Mrs. Pianova was setting up some books on a shelf when she saw him. “So you've finally decided to return to work, Mr. Byrne,” she said icily and without looking at him.

“Yes, ma'am,” he said, logging into his computer. “I went to the Engineering Bay today.”

“You did?” Mrs. Pianova asked. “You were supposed to know about it only after the Crypto Zoo and Methopia. Which, by the way, you haven't visited because you're behind in your studies.”

Thomas kept typing. “I was invited by a certain Mr. Pianova...”

There was a longer pause. Thomas could swear that Mrs. Pianova sighed. “And?” she asked. “What do you think about Mr. Pianova?”

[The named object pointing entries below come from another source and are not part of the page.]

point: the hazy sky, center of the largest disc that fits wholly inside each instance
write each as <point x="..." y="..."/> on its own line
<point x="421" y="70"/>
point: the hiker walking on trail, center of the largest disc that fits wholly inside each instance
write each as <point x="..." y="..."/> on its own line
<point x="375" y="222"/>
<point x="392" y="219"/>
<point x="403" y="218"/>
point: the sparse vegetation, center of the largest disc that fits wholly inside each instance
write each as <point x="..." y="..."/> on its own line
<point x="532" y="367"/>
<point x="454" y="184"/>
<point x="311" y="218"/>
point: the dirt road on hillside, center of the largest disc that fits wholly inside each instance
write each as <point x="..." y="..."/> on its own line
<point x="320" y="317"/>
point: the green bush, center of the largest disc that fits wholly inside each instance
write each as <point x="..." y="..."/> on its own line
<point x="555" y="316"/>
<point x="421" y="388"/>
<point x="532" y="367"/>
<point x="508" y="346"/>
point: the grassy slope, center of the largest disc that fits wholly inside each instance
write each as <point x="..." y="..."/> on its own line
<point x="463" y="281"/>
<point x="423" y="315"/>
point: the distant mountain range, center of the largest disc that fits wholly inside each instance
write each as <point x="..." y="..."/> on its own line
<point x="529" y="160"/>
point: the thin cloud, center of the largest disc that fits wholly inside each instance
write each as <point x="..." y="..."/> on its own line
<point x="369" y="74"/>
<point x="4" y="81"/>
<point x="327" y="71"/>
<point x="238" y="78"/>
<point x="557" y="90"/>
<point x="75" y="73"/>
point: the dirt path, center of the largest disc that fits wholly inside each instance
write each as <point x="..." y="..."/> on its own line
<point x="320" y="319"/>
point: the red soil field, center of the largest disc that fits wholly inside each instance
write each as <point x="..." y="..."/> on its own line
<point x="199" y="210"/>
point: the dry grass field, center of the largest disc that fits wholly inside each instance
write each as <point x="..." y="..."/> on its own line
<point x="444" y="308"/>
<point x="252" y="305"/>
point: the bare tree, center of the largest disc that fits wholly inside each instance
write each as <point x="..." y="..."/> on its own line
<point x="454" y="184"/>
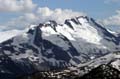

“He's a very nice man,” he said, “but...” He turned around to look at her. “He’s not my favorite Pianova.”

Thomas actually savored seeing Mrs. Pianova’s usual stern face become brightened by the softest smile, even if it just lasted a second. “It's good to hear that, Mr. Byrne,” she said.

“Have a good night, ma'am,” Thomas said, returning the smile.

“Good night, Thomas, and remember to log off from your station when you're done.”

Mrs. Pianova was still smiling as she opened the doors to the library, and Thomas shared that smile.

And just like that, things were back to normal between them.

A Measure of Last Resort

 

 

“Dammit!” Tony yelled after the Watchmen team on site confirmed that Morgan’s team had entered the vicinity of the Bulguksa Temple in South Korea. The Azure Guard had modified their methods. Instead of sending Morgan and his whole team after Thomas, they’d sent in a Mage, who like Elise could sense if the Magic present in the area was from the Oracle or not. The Mage would disappear into their portal if there was no Oracle Magic present.